OTTAWA – The CRTC has moved to simplify its approach to tangible benefits and determining the value of broadcast transactions.
The Commission said Friday that to ensure that future tangible benefits for television transactions are streamlined and directed mainly to the production of Canadian programming, it will generally require that at least 80% of such benefits be allocated to the Canada Media Fund (CMF) or various certified independent production funds, unless a compelling case is made that other measures could better meet the public interest. Of this amount, at least 60% shall be directed to the CMF. It also included a list of eligible discretionary initiatives as a guideline to applicants.
The Commission added that it will maintain its current approach for tangible benefits from radio ownership transactions, including the allocation levels to the various funds supporting the creation, marketing and promotion of English- and French-language Canadian music.
Further, the Commission will require that tangible benefits generally be provided for changes to the effective control of all radio and television programming services. The current exemptions to the application of the tangible benefits policy shall no longer apply. Where a request for an exception is sought, the onus will be on the applicant to show that the exception is in the public interest and meets the criteria for an exception set out in this policy.

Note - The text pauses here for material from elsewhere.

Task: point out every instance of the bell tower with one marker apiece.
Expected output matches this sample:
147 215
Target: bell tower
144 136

The CRTC will also generally maintain its current approach for calculating the value of the transaction, with modifications to exclude working capital elements not to be transferred upon closing and to include only the value of assumed leases for real property (buildings, studios and offices) and transmission facilities calculated over five years. Finally, with regard to transactions involving a mix of radio, television or other assets, the Commission adopts a simplified method based on revenues to allocate the value between these assets.